Loads transformations.py from the task directory and calls the Task subclass.

transform:
  type: task

transformations.py:

from ubunye.core.interfaces import Task

class MyTask(Task):
    def transform(self, sources: dict) -> dict:
        df = sources["input_name"]
        cleaned = df.filter("value IS NOT NULL").dropDuplicates(["id"])
        return {"output_name": cleaned}

The logical names in sources and the returned dict must match the keys declared under CONFIG.inputs and CONFIG.outputs.
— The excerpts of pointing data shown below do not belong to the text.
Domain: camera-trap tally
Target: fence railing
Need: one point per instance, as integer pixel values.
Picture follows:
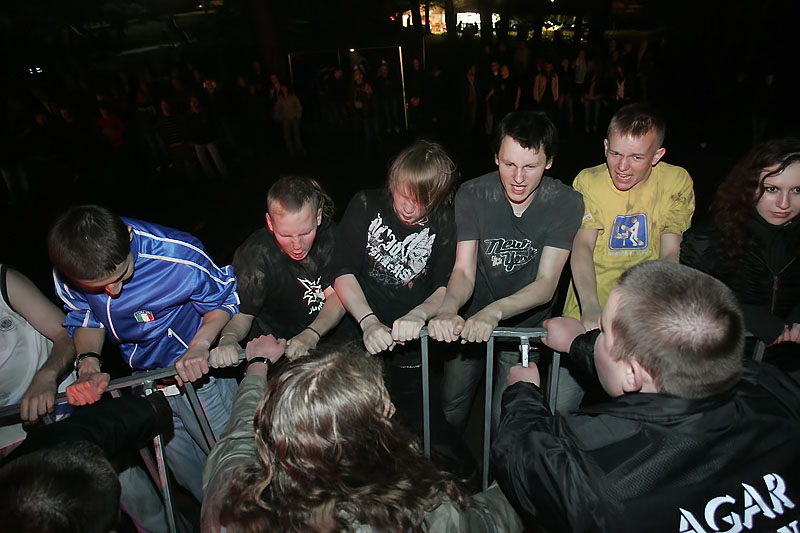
(148, 380)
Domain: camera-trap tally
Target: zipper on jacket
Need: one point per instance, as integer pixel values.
(171, 333)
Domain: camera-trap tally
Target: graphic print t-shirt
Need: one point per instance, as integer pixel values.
(397, 266)
(510, 247)
(284, 295)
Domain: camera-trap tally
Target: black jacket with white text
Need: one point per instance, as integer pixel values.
(655, 462)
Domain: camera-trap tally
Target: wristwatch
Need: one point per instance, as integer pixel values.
(262, 360)
(85, 355)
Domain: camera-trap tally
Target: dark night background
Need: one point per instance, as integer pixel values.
(700, 48)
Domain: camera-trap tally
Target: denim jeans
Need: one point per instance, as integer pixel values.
(184, 455)
(140, 499)
(463, 374)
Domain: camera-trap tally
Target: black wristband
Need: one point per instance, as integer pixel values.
(86, 355)
(365, 316)
(263, 360)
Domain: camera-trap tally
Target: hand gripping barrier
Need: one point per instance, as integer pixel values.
(10, 415)
(524, 335)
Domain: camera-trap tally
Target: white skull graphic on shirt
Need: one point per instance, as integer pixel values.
(397, 262)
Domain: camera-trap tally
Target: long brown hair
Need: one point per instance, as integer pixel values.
(328, 457)
(737, 196)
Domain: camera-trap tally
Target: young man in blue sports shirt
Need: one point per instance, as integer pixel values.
(159, 296)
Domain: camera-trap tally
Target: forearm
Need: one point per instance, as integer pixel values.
(88, 340)
(61, 359)
(238, 327)
(212, 324)
(330, 314)
(670, 247)
(352, 296)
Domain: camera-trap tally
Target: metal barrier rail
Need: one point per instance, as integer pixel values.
(524, 335)
(10, 415)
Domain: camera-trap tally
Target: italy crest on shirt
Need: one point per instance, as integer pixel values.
(629, 232)
(143, 316)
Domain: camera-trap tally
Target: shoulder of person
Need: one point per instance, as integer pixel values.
(163, 236)
(594, 431)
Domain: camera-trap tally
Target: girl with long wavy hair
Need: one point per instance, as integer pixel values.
(314, 448)
(754, 242)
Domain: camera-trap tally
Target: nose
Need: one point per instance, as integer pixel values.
(783, 200)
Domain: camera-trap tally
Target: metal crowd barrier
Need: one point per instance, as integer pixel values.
(524, 335)
(10, 415)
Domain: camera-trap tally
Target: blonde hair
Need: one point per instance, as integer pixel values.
(427, 171)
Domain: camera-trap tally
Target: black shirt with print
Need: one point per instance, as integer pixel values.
(282, 294)
(397, 266)
(510, 247)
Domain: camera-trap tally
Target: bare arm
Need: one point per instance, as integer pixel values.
(408, 326)
(193, 364)
(446, 325)
(91, 381)
(331, 313)
(227, 351)
(670, 247)
(584, 277)
(46, 318)
(377, 336)
(479, 326)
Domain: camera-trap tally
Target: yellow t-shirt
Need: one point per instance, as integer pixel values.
(630, 223)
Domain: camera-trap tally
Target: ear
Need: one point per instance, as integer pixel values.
(659, 154)
(638, 379)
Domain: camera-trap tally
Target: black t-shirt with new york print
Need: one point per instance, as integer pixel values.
(510, 247)
(397, 266)
(282, 294)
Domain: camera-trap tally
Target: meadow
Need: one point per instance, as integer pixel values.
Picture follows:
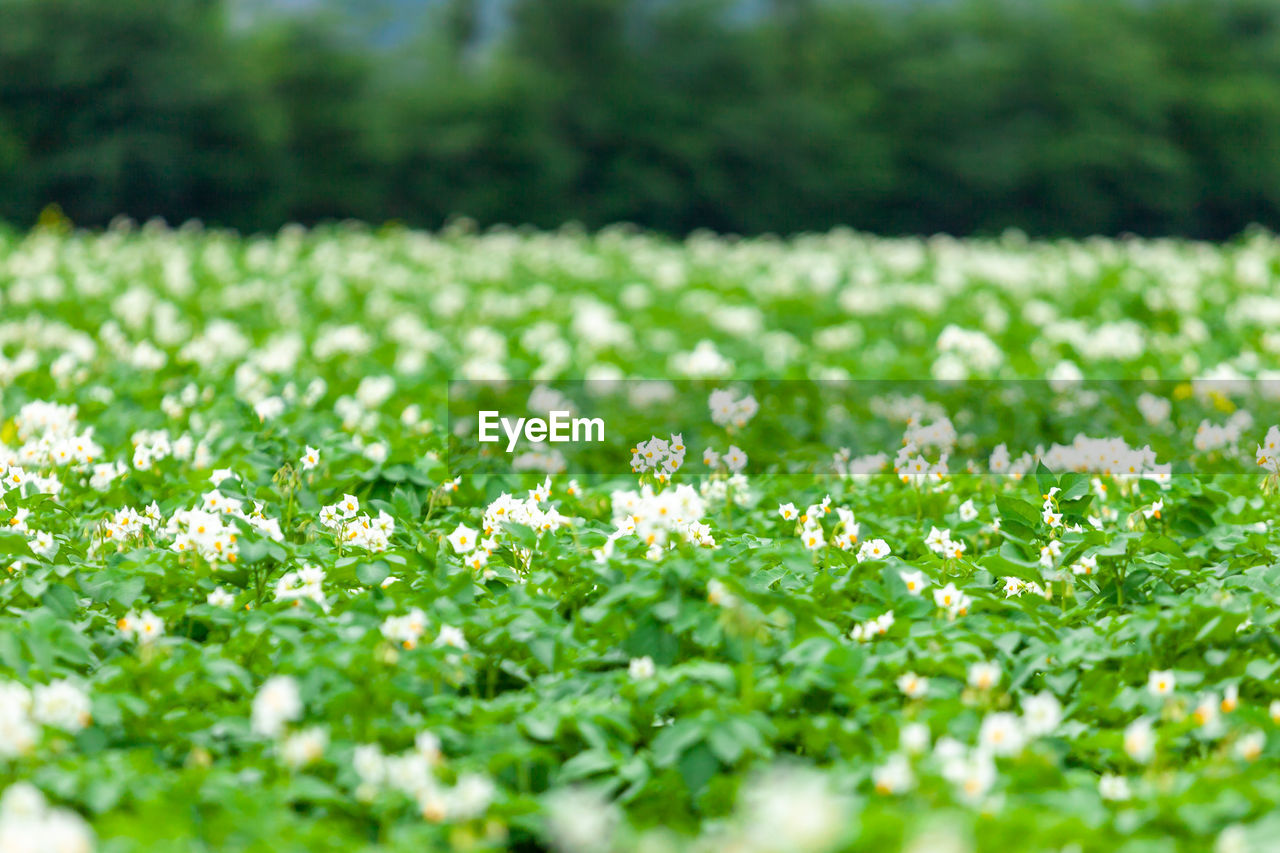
(881, 562)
model — ML model train/predict

Runs a UbunyeModel subclass for training or inference. See Model Contract and Model Registry.

transform:
  type: model
  params:
    action: train                          # train | predict
    model_class: "model.FraudRiskModel"    # module.ClassName (model.py in task dir)
    registry:
      store: ".ubunye/model_store"
      use_case: fraud_detection
      auto_version: true
      promote_to: staging
      promotion_gates:
        min_auc: 0.85
        min_f1: 0.80

ModelTransformParams fields

Field Type Default Description
action train | predict required Whether to train or score
model_class string required module.ClassName of the UbunyeModel subclass
model_dir string null Directory containing the model file; defaults to task dir
model_path string null Path to saved artifact (used for predict without registry)
input_name string null Key in inputs dict to use as training/scoring data
registry RegistryConfig null Model registry settings

RegistryConfig fields

Field Type Default Description
store string required Filesystem path for the model store
use_case string "default" Logical grouping for the model
version string null Explicit version; auto-generated if null
auto_version bool true Bump patch version automatically
promote_to development | staging | production null Promote after registration
use_stage development | staging | production "production" Stage to load from (predict only)
promotion_gates dict null Metric thresholds that must pass before promotion

Custom transforms

Any class registered under the ubunye.transforms entry point can be used as a type. See Writing a Plugin.


Transform params and extra fields

TransformConfig.params is a Dict[str, Any], so you can pass arbitrary keys:

transform:
  type: my_custom_transform
  params:
    window_days: 30
    feature_cols: [f1, f2, f3]
    threshold: 0.5

These are passed directly to your plugin's apply(inputs, cfg, backend) call as cfg.